Scott Hove (www.ScottHove.com) - author, speaker and entrepreneur - claims "bragging rights" (see "First Post" for the date) to the new Word of the Year (as many others do too).
You should dedicate this site to all the people in the world who have been plutoed.
Posted by: monkey | January 08, 2007 at 11:55 AM
Last year, the word “Plutoed” was elected Word of the Year for 2006 by the American Dialect Society. The word has been defined as to “downgrade, demote or remove altogether from a prestigious group or list” by Sutton Hoo on blogspot.com. The term makes statements that are not true about 13430. The shear irrelevance of our own discussions, definitions, and groupings of inanimate objects does not appear to be grounded in logic. As consciousness and self-awareness is not bestowed upon the inanimate, artificial definitions of this cluster of matter have no impact on how 13430 acts, reacts and interacts with other surrounding materials and celestial detritus. The fact that the celestial body does not act or react based upon the removal from said list would indicate that it does not care. If 13430 does not care that it was removed from the “prestigious group or list” of planets, then it seems that demoting it does not affect any reality except for that which is in the mind of the observer.

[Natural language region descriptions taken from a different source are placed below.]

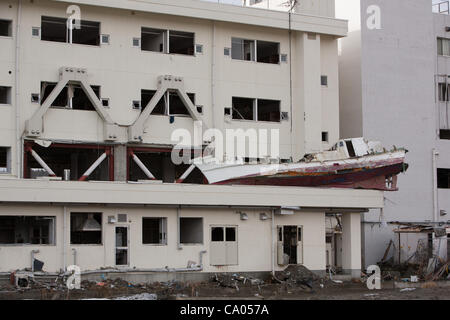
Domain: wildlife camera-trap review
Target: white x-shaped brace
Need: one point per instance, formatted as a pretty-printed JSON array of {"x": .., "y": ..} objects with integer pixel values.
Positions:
[
  {"x": 136, "y": 130},
  {"x": 34, "y": 126}
]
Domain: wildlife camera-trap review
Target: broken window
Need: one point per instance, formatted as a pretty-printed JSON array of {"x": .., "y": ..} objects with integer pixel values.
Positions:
[
  {"x": 77, "y": 160},
  {"x": 243, "y": 108},
  {"x": 242, "y": 49},
  {"x": 27, "y": 230},
  {"x": 5, "y": 28},
  {"x": 443, "y": 92},
  {"x": 191, "y": 230},
  {"x": 55, "y": 29},
  {"x": 154, "y": 230},
  {"x": 72, "y": 96},
  {"x": 443, "y": 178},
  {"x": 5, "y": 95},
  {"x": 181, "y": 42},
  {"x": 88, "y": 33},
  {"x": 4, "y": 160},
  {"x": 268, "y": 110},
  {"x": 85, "y": 228},
  {"x": 153, "y": 40},
  {"x": 443, "y": 46},
  {"x": 444, "y": 134},
  {"x": 268, "y": 52}
]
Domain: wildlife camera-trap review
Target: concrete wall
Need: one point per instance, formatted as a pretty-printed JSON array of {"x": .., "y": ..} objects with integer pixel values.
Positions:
[
  {"x": 254, "y": 239},
  {"x": 398, "y": 65}
]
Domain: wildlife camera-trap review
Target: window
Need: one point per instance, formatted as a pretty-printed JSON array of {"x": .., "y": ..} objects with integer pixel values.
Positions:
[
  {"x": 244, "y": 108},
  {"x": 444, "y": 134},
  {"x": 154, "y": 230},
  {"x": 191, "y": 230},
  {"x": 78, "y": 101},
  {"x": 443, "y": 92},
  {"x": 27, "y": 230},
  {"x": 181, "y": 42},
  {"x": 443, "y": 178},
  {"x": 5, "y": 28},
  {"x": 55, "y": 29},
  {"x": 443, "y": 47},
  {"x": 268, "y": 52},
  {"x": 256, "y": 109},
  {"x": 170, "y": 104},
  {"x": 268, "y": 110},
  {"x": 4, "y": 160},
  {"x": 153, "y": 40},
  {"x": 86, "y": 228},
  {"x": 242, "y": 49},
  {"x": 5, "y": 95}
]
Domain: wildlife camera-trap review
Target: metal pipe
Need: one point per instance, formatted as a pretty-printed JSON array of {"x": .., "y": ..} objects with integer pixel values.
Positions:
[
  {"x": 186, "y": 173},
  {"x": 93, "y": 167},
  {"x": 42, "y": 163},
  {"x": 143, "y": 167}
]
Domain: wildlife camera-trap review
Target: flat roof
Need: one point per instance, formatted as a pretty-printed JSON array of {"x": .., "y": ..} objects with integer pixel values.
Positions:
[
  {"x": 227, "y": 13},
  {"x": 123, "y": 193}
]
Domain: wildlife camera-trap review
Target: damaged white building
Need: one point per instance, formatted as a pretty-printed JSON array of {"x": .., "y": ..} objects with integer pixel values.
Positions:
[{"x": 86, "y": 117}]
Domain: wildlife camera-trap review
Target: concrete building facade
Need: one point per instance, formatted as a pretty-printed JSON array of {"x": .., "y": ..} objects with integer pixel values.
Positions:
[
  {"x": 390, "y": 74},
  {"x": 80, "y": 105}
]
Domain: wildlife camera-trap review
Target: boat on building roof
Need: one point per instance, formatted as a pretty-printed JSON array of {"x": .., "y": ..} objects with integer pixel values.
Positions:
[{"x": 351, "y": 163}]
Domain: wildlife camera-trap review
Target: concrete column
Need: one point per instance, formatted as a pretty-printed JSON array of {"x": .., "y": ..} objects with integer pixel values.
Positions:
[
  {"x": 120, "y": 163},
  {"x": 351, "y": 244}
]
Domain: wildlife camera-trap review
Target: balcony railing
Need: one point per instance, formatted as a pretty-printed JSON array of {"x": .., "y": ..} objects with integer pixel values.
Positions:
[{"x": 442, "y": 7}]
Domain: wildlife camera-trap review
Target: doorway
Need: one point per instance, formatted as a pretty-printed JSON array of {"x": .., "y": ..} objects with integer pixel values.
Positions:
[
  {"x": 122, "y": 242},
  {"x": 290, "y": 245}
]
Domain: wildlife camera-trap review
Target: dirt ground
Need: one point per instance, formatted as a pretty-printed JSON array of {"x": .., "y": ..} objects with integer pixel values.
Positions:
[{"x": 213, "y": 290}]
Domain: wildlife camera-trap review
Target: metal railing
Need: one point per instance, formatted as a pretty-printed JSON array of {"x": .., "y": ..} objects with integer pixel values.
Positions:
[{"x": 442, "y": 7}]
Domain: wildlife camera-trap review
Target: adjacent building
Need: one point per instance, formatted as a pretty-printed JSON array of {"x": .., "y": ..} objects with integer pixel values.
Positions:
[
  {"x": 394, "y": 71},
  {"x": 90, "y": 96}
]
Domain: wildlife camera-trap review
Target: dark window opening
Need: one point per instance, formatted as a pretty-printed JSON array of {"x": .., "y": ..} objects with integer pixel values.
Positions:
[
  {"x": 268, "y": 52},
  {"x": 54, "y": 29},
  {"x": 242, "y": 49},
  {"x": 231, "y": 234},
  {"x": 443, "y": 92},
  {"x": 444, "y": 134},
  {"x": 154, "y": 230},
  {"x": 77, "y": 160},
  {"x": 217, "y": 234},
  {"x": 350, "y": 149},
  {"x": 176, "y": 105},
  {"x": 443, "y": 178},
  {"x": 72, "y": 96},
  {"x": 89, "y": 33},
  {"x": 153, "y": 40},
  {"x": 5, "y": 28},
  {"x": 85, "y": 228},
  {"x": 5, "y": 95},
  {"x": 191, "y": 230},
  {"x": 268, "y": 110},
  {"x": 243, "y": 108},
  {"x": 27, "y": 230},
  {"x": 181, "y": 42}
]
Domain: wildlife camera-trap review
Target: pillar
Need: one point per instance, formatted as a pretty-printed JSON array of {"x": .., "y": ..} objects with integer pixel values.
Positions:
[{"x": 351, "y": 244}]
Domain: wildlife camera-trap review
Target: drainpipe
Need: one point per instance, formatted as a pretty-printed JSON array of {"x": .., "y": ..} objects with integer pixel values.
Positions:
[
  {"x": 435, "y": 153},
  {"x": 179, "y": 247},
  {"x": 33, "y": 252},
  {"x": 19, "y": 153},
  {"x": 273, "y": 242}
]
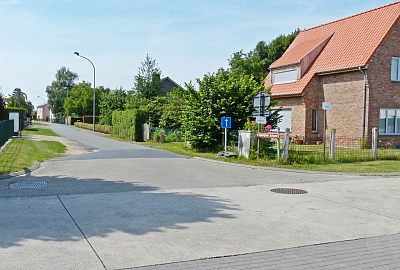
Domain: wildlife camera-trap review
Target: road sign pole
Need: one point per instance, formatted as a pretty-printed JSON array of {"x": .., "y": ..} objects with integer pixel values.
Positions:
[
  {"x": 226, "y": 140},
  {"x": 278, "y": 146},
  {"x": 324, "y": 138},
  {"x": 259, "y": 128}
]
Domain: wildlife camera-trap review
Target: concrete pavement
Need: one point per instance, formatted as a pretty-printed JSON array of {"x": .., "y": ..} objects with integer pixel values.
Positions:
[{"x": 126, "y": 205}]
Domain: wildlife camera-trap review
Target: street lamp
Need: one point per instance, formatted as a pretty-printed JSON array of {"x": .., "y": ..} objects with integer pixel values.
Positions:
[
  {"x": 94, "y": 89},
  {"x": 44, "y": 102}
]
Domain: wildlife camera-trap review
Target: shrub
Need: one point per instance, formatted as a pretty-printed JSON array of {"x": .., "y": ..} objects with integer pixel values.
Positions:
[
  {"x": 99, "y": 128},
  {"x": 128, "y": 124}
]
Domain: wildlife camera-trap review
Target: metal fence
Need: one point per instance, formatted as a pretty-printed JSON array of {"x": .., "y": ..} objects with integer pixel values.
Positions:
[
  {"x": 6, "y": 131},
  {"x": 335, "y": 148}
]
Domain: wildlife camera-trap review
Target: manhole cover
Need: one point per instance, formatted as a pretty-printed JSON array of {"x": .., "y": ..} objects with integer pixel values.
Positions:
[
  {"x": 288, "y": 190},
  {"x": 29, "y": 185}
]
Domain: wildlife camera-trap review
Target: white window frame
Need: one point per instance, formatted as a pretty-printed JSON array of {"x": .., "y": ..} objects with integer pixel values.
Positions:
[
  {"x": 286, "y": 70},
  {"x": 397, "y": 116},
  {"x": 312, "y": 120},
  {"x": 394, "y": 79}
]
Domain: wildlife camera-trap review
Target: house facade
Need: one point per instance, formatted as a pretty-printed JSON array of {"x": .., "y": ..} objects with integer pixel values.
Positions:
[{"x": 352, "y": 63}]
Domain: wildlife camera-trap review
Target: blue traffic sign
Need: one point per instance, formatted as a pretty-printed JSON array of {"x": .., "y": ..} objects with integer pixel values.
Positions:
[{"x": 226, "y": 122}]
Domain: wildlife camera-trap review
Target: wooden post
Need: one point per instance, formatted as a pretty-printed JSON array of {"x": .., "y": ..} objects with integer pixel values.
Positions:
[
  {"x": 286, "y": 145},
  {"x": 332, "y": 144},
  {"x": 375, "y": 143}
]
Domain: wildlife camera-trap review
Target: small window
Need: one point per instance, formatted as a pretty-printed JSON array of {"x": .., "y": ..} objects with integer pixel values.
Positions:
[
  {"x": 395, "y": 69},
  {"x": 314, "y": 115},
  {"x": 389, "y": 122},
  {"x": 284, "y": 76}
]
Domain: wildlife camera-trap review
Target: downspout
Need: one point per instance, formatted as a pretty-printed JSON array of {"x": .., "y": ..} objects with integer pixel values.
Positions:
[{"x": 363, "y": 71}]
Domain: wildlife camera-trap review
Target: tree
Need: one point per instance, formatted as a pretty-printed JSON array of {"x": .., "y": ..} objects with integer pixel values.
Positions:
[
  {"x": 171, "y": 117},
  {"x": 256, "y": 62},
  {"x": 148, "y": 80},
  {"x": 219, "y": 94},
  {"x": 80, "y": 100},
  {"x": 59, "y": 90},
  {"x": 111, "y": 101}
]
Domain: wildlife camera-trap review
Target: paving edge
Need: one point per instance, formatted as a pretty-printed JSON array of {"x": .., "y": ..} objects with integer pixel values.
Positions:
[
  {"x": 255, "y": 252},
  {"x": 27, "y": 171},
  {"x": 295, "y": 170}
]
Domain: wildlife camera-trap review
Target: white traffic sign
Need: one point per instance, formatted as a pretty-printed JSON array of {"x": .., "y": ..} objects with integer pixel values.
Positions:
[
  {"x": 261, "y": 120},
  {"x": 326, "y": 106}
]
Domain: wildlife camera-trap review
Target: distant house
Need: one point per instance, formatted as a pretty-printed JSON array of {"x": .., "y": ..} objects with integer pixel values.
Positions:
[
  {"x": 44, "y": 113},
  {"x": 353, "y": 63},
  {"x": 167, "y": 85}
]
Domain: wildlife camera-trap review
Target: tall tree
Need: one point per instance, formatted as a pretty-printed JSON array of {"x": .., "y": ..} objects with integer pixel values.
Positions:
[
  {"x": 256, "y": 62},
  {"x": 80, "y": 99},
  {"x": 148, "y": 80},
  {"x": 59, "y": 90},
  {"x": 220, "y": 94},
  {"x": 112, "y": 101}
]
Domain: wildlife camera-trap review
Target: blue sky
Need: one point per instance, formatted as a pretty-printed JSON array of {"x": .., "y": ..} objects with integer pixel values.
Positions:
[{"x": 187, "y": 38}]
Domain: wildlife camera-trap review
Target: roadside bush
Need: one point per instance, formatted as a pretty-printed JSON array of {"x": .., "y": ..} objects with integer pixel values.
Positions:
[
  {"x": 128, "y": 124},
  {"x": 72, "y": 120},
  {"x": 99, "y": 128}
]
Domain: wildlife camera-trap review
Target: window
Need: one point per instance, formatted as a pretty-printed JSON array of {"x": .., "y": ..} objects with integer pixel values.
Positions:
[
  {"x": 314, "y": 119},
  {"x": 286, "y": 119},
  {"x": 395, "y": 69},
  {"x": 389, "y": 122},
  {"x": 284, "y": 76}
]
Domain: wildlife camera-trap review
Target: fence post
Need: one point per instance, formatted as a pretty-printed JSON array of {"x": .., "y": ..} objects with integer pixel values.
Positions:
[
  {"x": 332, "y": 144},
  {"x": 375, "y": 143},
  {"x": 286, "y": 145}
]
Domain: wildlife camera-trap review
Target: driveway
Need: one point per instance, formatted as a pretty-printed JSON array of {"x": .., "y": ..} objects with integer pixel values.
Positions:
[{"x": 124, "y": 205}]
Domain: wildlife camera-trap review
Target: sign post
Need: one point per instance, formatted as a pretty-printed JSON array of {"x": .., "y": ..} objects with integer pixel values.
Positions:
[
  {"x": 261, "y": 102},
  {"x": 226, "y": 122},
  {"x": 326, "y": 106}
]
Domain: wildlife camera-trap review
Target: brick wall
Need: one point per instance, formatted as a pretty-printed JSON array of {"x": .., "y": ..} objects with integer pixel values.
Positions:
[
  {"x": 298, "y": 112},
  {"x": 345, "y": 92},
  {"x": 383, "y": 93}
]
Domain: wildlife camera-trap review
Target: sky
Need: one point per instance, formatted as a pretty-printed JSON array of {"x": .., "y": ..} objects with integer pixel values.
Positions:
[{"x": 188, "y": 38}]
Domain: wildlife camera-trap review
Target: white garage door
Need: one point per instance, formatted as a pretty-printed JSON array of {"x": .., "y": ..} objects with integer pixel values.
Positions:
[{"x": 286, "y": 120}]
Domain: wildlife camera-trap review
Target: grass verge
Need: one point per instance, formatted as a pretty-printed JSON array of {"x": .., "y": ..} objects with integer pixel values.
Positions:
[
  {"x": 380, "y": 166},
  {"x": 39, "y": 131},
  {"x": 22, "y": 153}
]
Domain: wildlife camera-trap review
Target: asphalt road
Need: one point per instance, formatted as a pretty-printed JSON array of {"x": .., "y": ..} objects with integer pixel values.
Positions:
[{"x": 125, "y": 205}]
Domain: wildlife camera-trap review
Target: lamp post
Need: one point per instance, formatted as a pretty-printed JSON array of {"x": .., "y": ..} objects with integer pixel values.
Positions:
[{"x": 94, "y": 88}]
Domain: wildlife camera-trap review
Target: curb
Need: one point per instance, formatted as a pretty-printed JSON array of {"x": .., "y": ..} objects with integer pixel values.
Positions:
[
  {"x": 25, "y": 172},
  {"x": 296, "y": 171}
]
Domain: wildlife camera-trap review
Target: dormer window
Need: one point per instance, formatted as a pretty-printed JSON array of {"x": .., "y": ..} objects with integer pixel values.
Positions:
[
  {"x": 287, "y": 75},
  {"x": 395, "y": 69}
]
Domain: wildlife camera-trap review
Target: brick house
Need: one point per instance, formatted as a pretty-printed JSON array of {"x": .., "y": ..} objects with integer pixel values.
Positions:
[{"x": 353, "y": 63}]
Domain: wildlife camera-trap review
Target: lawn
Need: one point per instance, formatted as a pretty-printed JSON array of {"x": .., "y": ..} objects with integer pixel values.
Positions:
[
  {"x": 380, "y": 166},
  {"x": 39, "y": 124},
  {"x": 22, "y": 153},
  {"x": 39, "y": 131}
]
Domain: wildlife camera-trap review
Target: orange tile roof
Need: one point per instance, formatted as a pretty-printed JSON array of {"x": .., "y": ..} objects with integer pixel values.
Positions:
[{"x": 352, "y": 44}]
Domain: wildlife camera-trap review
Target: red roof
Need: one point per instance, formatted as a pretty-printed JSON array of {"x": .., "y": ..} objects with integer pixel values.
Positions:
[{"x": 354, "y": 41}]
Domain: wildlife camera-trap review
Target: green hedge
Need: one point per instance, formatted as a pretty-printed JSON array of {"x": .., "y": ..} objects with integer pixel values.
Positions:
[
  {"x": 99, "y": 128},
  {"x": 128, "y": 124}
]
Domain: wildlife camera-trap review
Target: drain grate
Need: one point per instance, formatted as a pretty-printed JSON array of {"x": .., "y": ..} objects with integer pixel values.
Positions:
[
  {"x": 28, "y": 185},
  {"x": 289, "y": 191}
]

Definitions are made based upon observations and in this case, the observers are the General Assembly of the International Astronomical Union, and though their word may be “final” in terms of defining these superfluous boundaries, they are still only passive observers. In sum, 13430 does not care what we call it, it is simply a mass of matter being affected by the gravitational pull the sun, which also means that being “Plutoed” is an incorrect term for such a distinguished organization as the American Dialect Society to award the Word of the Year. The term being “Plutoed” connotes the act of caring under the domain of demotion. 13430 clearly does not care what we call it.